Deutsche Kontinenz Gesellschaft e.V.
14.-15.11.2025
Bielefeld


Meeting Abstract

Das Erleben von Frauen mit Stuhlinkontinenz nach Geburtstrauma – ein interpretativ-phänomenologischer Ansatz

Julia Kaiser 1
Daniela Hayder-Beichel 2
Sabine Metzing 3
1Caritas Bildungszentrum Dorsten, Dorsten, Deutschland
2HS Niederrhein, Krefeld, Deutschland
3Universität Witten/Herdecke, Witten, Deutschland

Text

Einleitung: Stuhlinkontinenz ist immer noch ein tabuisiertes und gesellschaftlich stigmatisiertes Thema. Frauen, die infolge eines Geburtstraumas unter Stuhlinkontinenz leiden, sind mit zahlreichen Herausforderungen und Einschränkungen in ihrer Lebensqualität konfrontiert [1]. Bislang wurden diese Frauen in der Forschung kaum berücksichtigt, obwohl Schätzungen von einer Prävalenz von 0,6-6% ausgehen [2]. Ziel dieser Studie war es, die Erfahrungen von Frauen mit Stuhlinkontinenz nach einer Geburtsverletzung und die daraus resultierenden Auswirkungen auf ihr Leben vor dem Hintergrund der identifizierten Forschungslücke zu untersuchen, um die Bedürfnisse und Anforderungen der Frauen zu erfassen und daraus Anregungen für die Umsetzung in bestehende Versorgungsstrukturen abzuleiten.

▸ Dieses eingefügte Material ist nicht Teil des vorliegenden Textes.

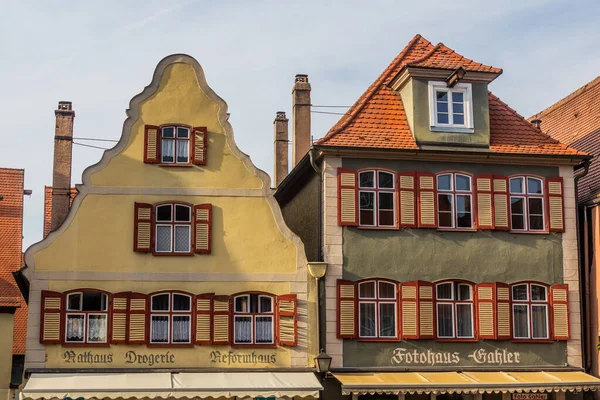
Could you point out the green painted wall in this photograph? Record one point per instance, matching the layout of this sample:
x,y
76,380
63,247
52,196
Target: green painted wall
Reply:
x,y
415,96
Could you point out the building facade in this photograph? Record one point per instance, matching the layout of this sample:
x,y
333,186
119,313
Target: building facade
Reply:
x,y
174,256
448,223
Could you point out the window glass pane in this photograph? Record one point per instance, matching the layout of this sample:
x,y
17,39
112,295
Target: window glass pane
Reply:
x,y
264,329
539,322
387,290
520,292
242,329
169,131
163,213
163,238
464,320
387,320
97,328
159,329
182,238
182,302
168,150
444,182
386,180
367,319
366,179
516,185
445,319
182,213
534,186
444,291
521,321
181,329
183,132
366,290
75,328
538,293
160,302
74,301
463,183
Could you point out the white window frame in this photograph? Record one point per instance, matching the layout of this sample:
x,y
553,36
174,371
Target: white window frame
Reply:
x,y
467,91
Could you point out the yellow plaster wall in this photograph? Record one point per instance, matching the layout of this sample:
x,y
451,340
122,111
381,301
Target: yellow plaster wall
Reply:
x,y
179,99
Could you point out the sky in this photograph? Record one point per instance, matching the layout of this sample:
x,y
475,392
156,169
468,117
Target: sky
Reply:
x,y
101,54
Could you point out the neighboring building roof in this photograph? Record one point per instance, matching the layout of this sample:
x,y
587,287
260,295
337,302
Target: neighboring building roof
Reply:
x,y
378,120
48,207
11,245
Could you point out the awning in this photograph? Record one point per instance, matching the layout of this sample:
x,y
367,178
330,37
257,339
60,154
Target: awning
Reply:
x,y
465,382
163,385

Methode: Es wurde ein qualitatives Forschungsdesign verwendet, um die komplexen und subjektiven Erfahrungen der betroffenen Frauen zu erfassen. Es wurden narrative Interviews geführt und mit Hilfe der interpretativ-phänomenologischen Analyse ausgewertet, da es neben der biomedizinischen Perspektive essenziell ist, die subjektive Wahrnehmung und Interpretation der (körperlichen) Erfahrung der betroffenen Frauen zu verstehen.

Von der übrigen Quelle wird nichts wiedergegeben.